Sheridan watched as the explanation continued, he noticed that the woman who had declared her name to be Cassandra seemed to be relaxing, moving ever so closer to the man who was speaking. She didn't seem to be aware that as she relaxed she moved closer, nor did he seem to notice when he put his arm around her.
* * * * * * * *
Outside Psi-Corps Re-education camp 14, Mars
"You're sure we are supposed to be doing this now?" The question came again from Samuel. Mordechai rolled his eyes.
"Yes, dammit. You can decode the message yourself if you want." He held up a data crystal. Ever since he had found out about these camps fifty years ago, he had pledged himself to rescuing the people trapped in them. They were too much like the place he had died first. After all Hitler had called his 'relocation' camps, Dachau had been hell on earth. He just hoped the people in these camps were being treated better.
"No, that's fine. The ship is standing by?" Samuel's words had broken his train of thought. He still thought Nick didn't have enough people to do this, but then these were who was available.
* * * * * * * *
Babylon 5, Captain's Office
Sheridan was half-listening to the narrative on the search for the chemical dispensers and half-watching in astonishment the way Cassandra had snuggled into the man who's name he still didn't know and the way he seemed to accept it, if he even noticed it.
"So, Grace, Duncan, Nick, Amanda and myself found the control centre buried in the Himalayas and, after managing to decipher some of the controls, turned it off. That was some seventy years ago. Twenty years after that and the Game officially came to an end with the death of the last dedicated player. Now we immortals just live out our lives, as peacefully and safely as possible."

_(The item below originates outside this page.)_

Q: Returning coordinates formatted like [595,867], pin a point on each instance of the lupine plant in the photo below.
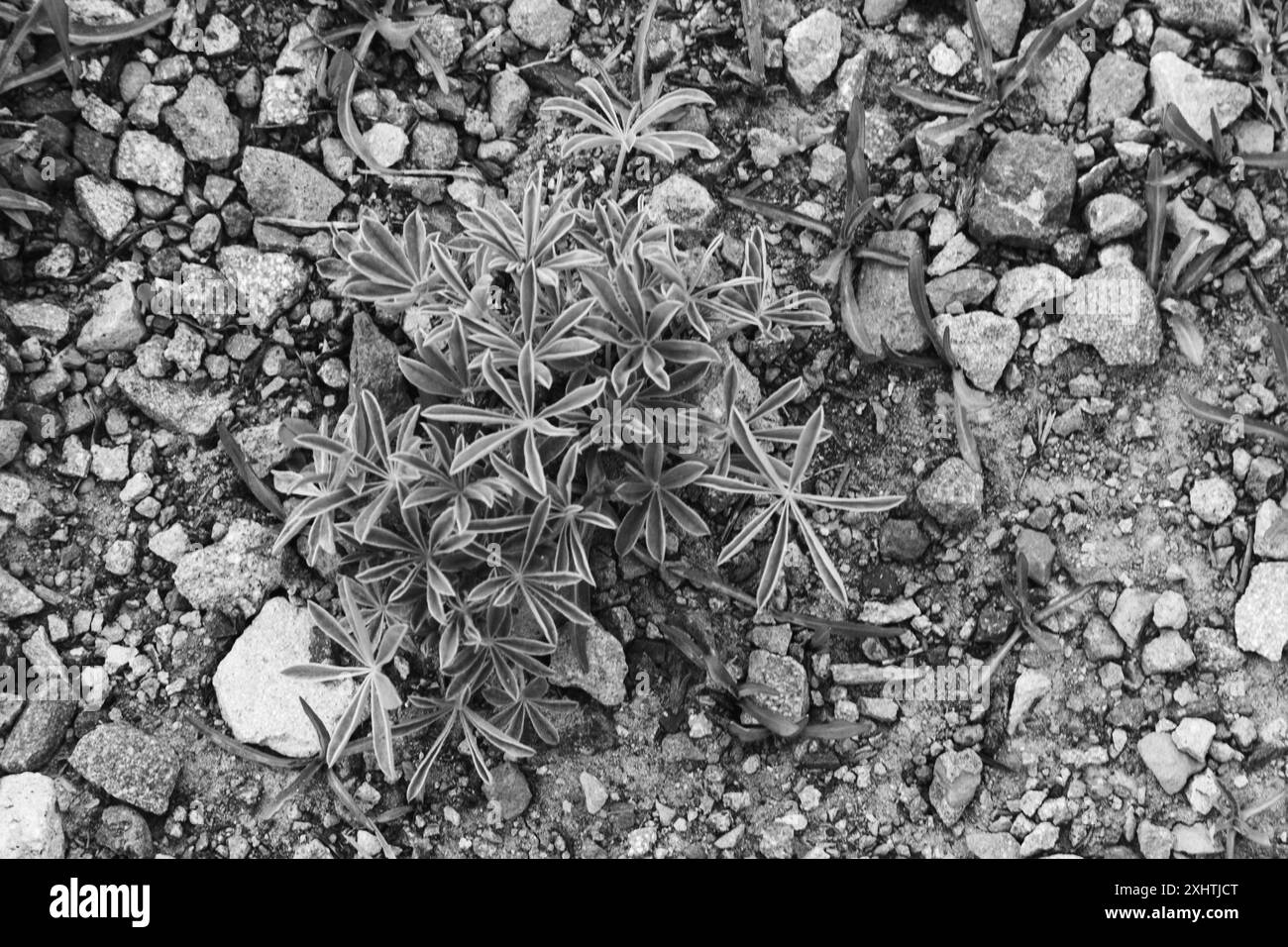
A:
[464,526]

Zack nearly chuckled as the looks of thoughtfulness covered the faces of three mortals that he deemed friends, then he nearly choked as he saw the way the Captain had seemingly melded herself to Methos.
"May we ask some questions?" Stephen's question distracted everyone from the group 'look' at Zack as he coughed and spluttered at the end of the sofa.
"Of course, Stephen." Cassandra answered him, her voice softer than anyone there, save Methos, had ever heard. "Are you alright, Zack?"
"Fine, * cough * Never better."
"Just what is your name and how old are you?" Sheridan's question was definitely directed at Methos.
"Which name?"
"Your real one."
"Ah. It's Methos, and I'm somewhere around the six thousand year mark, age-wise." His nonchalant manner and the ease of his answer caught them rather by surprise. The sheer number of years rather surprised them as well. Even Marcus looked at him with a blank face.